- Developers: Glu Mobile (mobile) Encore Software (pc) EA Mobile, Hasbro (iOS)
- Series: Monopoly
- Platforms: Mobile, Windows, iOS, Android
- Release: Mobile October 1, 2006 Windows February 23, 2007 iOS November 20, 2008

= Monopoly Here and Now (video game) =

2006 video game

Monopoly Here and Now is a video game adaptation of the board game of the same name, which itself is a version of the classic board game Monopoly. It was originally developed by Glu Mobile for the mobile market in 2006. A PC version was created by Encore Software for the Windows XP/Vista in 2007. It was then released for the iOS as Monopoly Here & Now: The World Edition. It was developed by EA Mobile and Hasbro. The game marked the franchise's debut into the iOS market, and was launched on November 20, 2008. The game was also scheduled for release on Nokia N-Gage. The game was added to the Pogo.com platform in 2009.

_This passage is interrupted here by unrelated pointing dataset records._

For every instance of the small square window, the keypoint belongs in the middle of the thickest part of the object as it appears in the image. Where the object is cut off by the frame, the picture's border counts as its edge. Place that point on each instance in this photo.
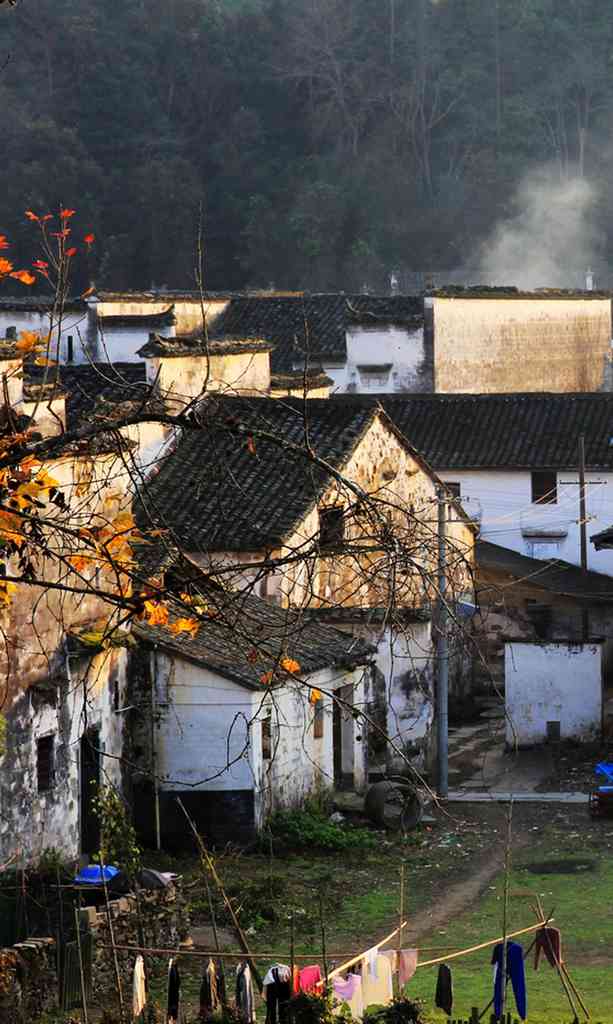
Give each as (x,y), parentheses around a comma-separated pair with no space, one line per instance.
(318,719)
(332,525)
(266,738)
(45,763)
(544,487)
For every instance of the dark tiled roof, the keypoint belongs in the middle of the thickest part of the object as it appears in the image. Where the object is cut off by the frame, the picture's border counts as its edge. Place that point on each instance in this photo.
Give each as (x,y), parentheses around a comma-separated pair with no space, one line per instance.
(551,574)
(91,388)
(506,431)
(191,344)
(604,539)
(313,324)
(216,495)
(37,303)
(165,318)
(245,624)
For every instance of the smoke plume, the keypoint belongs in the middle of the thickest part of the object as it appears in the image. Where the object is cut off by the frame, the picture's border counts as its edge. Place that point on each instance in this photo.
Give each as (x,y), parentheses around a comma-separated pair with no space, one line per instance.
(551,239)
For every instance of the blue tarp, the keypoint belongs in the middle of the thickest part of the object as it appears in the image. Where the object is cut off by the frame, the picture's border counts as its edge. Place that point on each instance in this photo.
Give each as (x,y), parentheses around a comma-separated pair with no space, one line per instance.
(92,875)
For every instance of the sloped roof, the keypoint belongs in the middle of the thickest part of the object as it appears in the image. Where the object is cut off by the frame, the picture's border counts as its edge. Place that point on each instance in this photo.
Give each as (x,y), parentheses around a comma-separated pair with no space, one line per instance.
(553,574)
(218,493)
(313,324)
(604,539)
(534,430)
(165,318)
(91,387)
(245,624)
(191,344)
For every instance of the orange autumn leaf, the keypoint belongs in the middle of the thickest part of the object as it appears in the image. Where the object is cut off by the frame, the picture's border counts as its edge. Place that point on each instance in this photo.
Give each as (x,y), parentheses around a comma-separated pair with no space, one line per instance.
(24,275)
(190,626)
(28,341)
(290,665)
(157,613)
(79,562)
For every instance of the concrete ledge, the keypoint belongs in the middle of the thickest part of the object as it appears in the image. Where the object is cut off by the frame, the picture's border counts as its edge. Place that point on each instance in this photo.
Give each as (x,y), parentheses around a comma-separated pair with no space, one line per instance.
(464,797)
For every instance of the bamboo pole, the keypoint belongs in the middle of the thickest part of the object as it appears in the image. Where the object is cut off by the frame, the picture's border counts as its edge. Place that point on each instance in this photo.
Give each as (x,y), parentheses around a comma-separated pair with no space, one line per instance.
(118,977)
(208,861)
(400,919)
(81,972)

== Development, iOS version ==
Adam Sussman, VP Publishing Americas and Asia for EA Mobile, commented upon the game's announcement: "Our alliance with Hasbro continues to benefit EA Mobile customers with our ability to bring favorite popular board game properties to the mobile platform". The game was part of an expansion in the Spring of 2008, along with Trivial Pursuit, Risk, and Yahtzee Adventures, which saw new twists on classic Hasbro titles.

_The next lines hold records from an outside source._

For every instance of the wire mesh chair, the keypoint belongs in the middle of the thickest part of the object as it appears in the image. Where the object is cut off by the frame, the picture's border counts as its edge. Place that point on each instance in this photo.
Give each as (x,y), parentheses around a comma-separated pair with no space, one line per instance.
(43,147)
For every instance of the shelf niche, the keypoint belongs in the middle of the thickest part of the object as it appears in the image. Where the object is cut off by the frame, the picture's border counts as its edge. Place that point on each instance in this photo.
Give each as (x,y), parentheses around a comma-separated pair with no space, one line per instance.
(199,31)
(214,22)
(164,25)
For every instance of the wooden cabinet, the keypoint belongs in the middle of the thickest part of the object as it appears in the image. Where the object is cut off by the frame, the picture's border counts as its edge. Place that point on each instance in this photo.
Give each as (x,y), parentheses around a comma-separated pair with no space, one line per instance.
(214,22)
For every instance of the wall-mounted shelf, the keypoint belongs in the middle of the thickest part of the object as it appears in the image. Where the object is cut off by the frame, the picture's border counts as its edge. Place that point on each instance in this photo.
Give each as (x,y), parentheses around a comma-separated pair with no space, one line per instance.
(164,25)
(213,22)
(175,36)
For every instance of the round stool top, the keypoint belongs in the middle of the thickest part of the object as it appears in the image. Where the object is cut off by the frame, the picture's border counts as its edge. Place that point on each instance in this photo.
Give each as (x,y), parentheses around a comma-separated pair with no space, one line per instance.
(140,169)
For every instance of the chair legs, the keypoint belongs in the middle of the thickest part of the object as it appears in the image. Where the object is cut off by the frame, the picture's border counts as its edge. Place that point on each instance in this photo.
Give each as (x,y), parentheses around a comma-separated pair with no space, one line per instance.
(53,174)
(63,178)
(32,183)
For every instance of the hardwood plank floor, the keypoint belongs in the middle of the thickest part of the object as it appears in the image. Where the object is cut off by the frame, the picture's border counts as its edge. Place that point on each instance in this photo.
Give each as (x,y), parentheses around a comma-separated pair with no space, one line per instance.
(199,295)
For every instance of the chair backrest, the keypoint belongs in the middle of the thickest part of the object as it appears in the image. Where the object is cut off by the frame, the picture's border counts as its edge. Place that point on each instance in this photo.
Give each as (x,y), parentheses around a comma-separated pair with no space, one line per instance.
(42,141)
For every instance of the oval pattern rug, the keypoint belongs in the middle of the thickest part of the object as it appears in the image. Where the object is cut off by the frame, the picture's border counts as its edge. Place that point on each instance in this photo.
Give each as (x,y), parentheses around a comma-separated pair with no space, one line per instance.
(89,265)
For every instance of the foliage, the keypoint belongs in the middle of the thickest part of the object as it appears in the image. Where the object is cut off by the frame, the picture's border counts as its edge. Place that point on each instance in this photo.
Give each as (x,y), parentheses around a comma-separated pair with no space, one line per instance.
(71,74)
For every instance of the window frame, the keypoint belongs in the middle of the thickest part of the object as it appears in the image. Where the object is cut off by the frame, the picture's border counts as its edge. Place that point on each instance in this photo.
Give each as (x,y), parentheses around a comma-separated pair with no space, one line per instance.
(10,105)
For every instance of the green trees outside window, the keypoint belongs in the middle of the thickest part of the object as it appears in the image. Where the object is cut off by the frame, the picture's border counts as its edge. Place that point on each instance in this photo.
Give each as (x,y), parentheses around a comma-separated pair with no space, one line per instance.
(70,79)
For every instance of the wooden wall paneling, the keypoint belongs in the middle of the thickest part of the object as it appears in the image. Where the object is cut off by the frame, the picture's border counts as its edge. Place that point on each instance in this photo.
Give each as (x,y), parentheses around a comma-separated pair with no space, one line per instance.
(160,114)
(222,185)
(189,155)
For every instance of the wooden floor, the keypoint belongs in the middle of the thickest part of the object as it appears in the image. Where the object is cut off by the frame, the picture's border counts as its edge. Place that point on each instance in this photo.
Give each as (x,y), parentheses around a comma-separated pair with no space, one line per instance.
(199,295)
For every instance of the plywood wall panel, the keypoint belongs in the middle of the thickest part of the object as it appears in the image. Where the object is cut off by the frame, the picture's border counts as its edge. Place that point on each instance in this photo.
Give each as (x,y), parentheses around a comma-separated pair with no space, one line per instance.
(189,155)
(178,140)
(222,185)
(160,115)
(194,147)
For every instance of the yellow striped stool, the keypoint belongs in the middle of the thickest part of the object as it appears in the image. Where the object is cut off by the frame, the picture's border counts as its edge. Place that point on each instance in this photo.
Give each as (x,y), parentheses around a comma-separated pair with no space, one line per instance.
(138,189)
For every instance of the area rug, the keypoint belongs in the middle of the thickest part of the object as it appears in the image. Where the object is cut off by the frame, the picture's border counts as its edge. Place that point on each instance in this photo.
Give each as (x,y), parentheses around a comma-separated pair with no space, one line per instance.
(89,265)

== Commercial performance ==

The game was reported to be within the AppStore list of Top 100 downloads on December 2, 2009, December 9, 2009, December 11, 2009, December 13, 2009, December 15, 2009, and February 10, 2010. The game was among the top ten of Pogo.com games, in terms of worldwide visitors and minutes played.

== Critical reception ==

Levi Buchanan of IGN wrote about the 2006 version developed by Glu Mobile, that the game's cosmetic changes from the original were "fun", but he did not see a concrete reason for choosing this version over the classic edition. George Roush from IGN commented that the game was good, despite the disappointing AI and die physics. Slide To Play thought the game was a "solid" adaptation of the board game, and thought it was a "bargain" considering the low price tag. Gadget Review thought the game was a "waste of money". 148Apps disliked the auto-auction feature, though liked the game's customisability.